Last month, the Amtrak Reform Council (ARC) released its recommendations for restructuring the National Railroad Passenger Corporation, better known as Amtrak, the nation’s beleaguered intercity passenger rail service. The ARC is an independent federal commission Congress created five years ago to help Amtrak reach financial self-sufficiency—a goal the railroad has never reached in its 31-year money-losing history.

Unfortunately, the ARC’s itinerary misses its intended destination. If Congress adopts the ARC’s recommendations, billions of taxpayer dollars would be wasted on a superseded mode of transportation that carries about one-half of 1 percent of person-travel in the U.S., at costs that passengers themselves consider prohibitive.

One ARC proposal makes sense: outsourcing Amtrak services to private-sector rail operators, who would bid for the right to run individual routes. By recognizing the benefits of competition, this proposal runs counter to the profligate spirit that has let Amtrak burn some $25 billion in federal subsidies since its creation in 1971.

But the ARC plan avoids restructuring Amtrak where it matters most.

First, the plan proposes that Amtrak continue to provide money-losing services—with the help of federal and state subsidies. Amtrak says it needs $1.2 billion or it will halt the money-losing lines this October. The ARC’s plan recommends indefinite federal subsidies for capital expenses and even for “long-distance ‘national’ trains.”

As for non-“national” trains, the report recommends that “states would bear the costs of operating subsidies for corridor services.”

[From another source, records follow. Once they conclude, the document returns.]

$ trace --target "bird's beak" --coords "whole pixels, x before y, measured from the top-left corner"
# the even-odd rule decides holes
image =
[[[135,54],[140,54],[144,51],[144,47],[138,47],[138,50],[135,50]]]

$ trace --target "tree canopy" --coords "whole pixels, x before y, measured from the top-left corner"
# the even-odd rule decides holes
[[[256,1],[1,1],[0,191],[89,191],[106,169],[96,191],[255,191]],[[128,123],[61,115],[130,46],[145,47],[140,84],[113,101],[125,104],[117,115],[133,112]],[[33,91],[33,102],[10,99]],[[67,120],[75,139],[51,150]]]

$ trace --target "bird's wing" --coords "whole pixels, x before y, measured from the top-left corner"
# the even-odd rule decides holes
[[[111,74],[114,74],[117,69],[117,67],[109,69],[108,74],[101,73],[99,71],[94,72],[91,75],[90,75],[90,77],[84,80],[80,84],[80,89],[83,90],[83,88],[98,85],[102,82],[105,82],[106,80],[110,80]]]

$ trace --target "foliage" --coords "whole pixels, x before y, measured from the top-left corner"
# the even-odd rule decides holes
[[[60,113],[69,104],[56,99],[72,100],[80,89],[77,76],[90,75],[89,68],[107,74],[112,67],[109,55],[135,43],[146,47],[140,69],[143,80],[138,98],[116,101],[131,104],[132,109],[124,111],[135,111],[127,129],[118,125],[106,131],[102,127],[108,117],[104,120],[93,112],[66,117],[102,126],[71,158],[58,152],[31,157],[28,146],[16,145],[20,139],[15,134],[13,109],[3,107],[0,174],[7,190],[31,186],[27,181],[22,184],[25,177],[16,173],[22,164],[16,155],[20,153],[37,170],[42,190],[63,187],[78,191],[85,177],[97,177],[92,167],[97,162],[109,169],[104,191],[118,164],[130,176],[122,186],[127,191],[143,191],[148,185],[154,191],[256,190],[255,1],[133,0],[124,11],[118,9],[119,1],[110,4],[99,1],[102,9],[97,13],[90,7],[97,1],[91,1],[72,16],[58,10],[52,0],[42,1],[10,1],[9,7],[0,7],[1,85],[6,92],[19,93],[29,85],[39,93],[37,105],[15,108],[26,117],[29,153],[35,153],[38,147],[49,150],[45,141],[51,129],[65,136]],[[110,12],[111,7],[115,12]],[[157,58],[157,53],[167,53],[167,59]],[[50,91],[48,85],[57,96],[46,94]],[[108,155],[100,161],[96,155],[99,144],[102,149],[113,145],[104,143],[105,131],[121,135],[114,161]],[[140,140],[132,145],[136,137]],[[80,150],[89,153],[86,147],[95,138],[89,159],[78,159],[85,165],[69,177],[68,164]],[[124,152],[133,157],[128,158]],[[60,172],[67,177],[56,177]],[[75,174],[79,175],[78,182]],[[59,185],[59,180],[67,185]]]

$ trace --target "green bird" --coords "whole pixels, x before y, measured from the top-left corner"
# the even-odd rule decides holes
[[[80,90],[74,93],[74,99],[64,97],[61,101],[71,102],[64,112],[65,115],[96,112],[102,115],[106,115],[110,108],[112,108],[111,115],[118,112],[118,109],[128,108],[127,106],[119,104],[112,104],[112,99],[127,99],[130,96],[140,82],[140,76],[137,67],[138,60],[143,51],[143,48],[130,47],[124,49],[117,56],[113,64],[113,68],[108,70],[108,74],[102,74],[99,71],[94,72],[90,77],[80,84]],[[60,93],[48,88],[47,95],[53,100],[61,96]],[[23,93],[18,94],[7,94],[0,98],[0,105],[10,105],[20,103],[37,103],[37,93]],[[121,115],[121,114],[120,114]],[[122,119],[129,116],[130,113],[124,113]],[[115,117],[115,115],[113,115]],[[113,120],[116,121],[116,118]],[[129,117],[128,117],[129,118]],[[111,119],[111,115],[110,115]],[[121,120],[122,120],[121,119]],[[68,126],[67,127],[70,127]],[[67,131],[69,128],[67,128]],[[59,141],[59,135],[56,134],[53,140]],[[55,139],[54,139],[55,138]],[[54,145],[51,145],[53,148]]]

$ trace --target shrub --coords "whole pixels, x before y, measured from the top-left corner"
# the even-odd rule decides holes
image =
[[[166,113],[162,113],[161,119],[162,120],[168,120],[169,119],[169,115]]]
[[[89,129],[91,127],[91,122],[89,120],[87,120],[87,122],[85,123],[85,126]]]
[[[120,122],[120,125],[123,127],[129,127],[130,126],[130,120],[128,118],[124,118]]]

Congress deserves much of the blame for Amtrak’s losses. Under the Amtrak Reform and Accountability Act of 1997, the same legislation that created the ARC, Amtrak was required to submit a plan for its own liquidation if it could not achieve operational self-sufficiency by Dec. 2, 2001. But, after it was clear that Amtrak could not meet this deadline, Congress got cold feet and (in an unpublicized amendment to a defense-spending bill) forbade Amtrak from preparing a liquidation plan.

The ARC’s plan would also relieve Amtrak of the responsibility for covering its own infrastructure expenses. The ARC suggests that government should finance rail infrastructure because it finances roads and airports. This suggestion is based on error, as roads and airports are generally financed out of dedicated funds, paid for by those who use the services.

But perhaps the biggest problem with the ARC report is its assertion that, profitable or not, “there should be a bright future for passenger rail service in America.” When the Nixon administration sold Amtrak to the public it emphasized that Amtrak would be self-sustaining by its third birthday. Apparently, the nation’s travelers have not been as interested as the Nixon administration had hoped.

Could private firms provide passenger-rail service at a profit? Possibly. In 1997, before Congress gave Amtrak its five-year bailout, Guilford Transportation Industries wrote to the Department of Transportation seeking to negotiate the right “to purchase or lease the rail line and operate private passenger service throughout the [“Northeast”] corridor.”

Private companies are reported to provide profitable rail passenger service in Australia, Japan and New Zealand. But the possibility that some routes could be provided without subsidy does not justify government subsidy of others.

Subsidies to passenger rail services are particularly damaging to their competitors, namely airlines and bus companies. Until Sept. 11, airlines generally paid their way, and are expected to do so again. American and Canadian motor coaches carried—without subsidy—860 million passengers in 1999, 38 times the number of Amtrak passengers for that year. When operating on freeways or on their own right-of-way, motor coaches can offer comparable service to rail, and at lower costs.

Why should these tax-paying carriers be forced to subsidize competition by rail service? The bottom line is that travel by rail is nice for some, but if those who choose to take the train refuse to pay the costs, why should taxpayers fund it?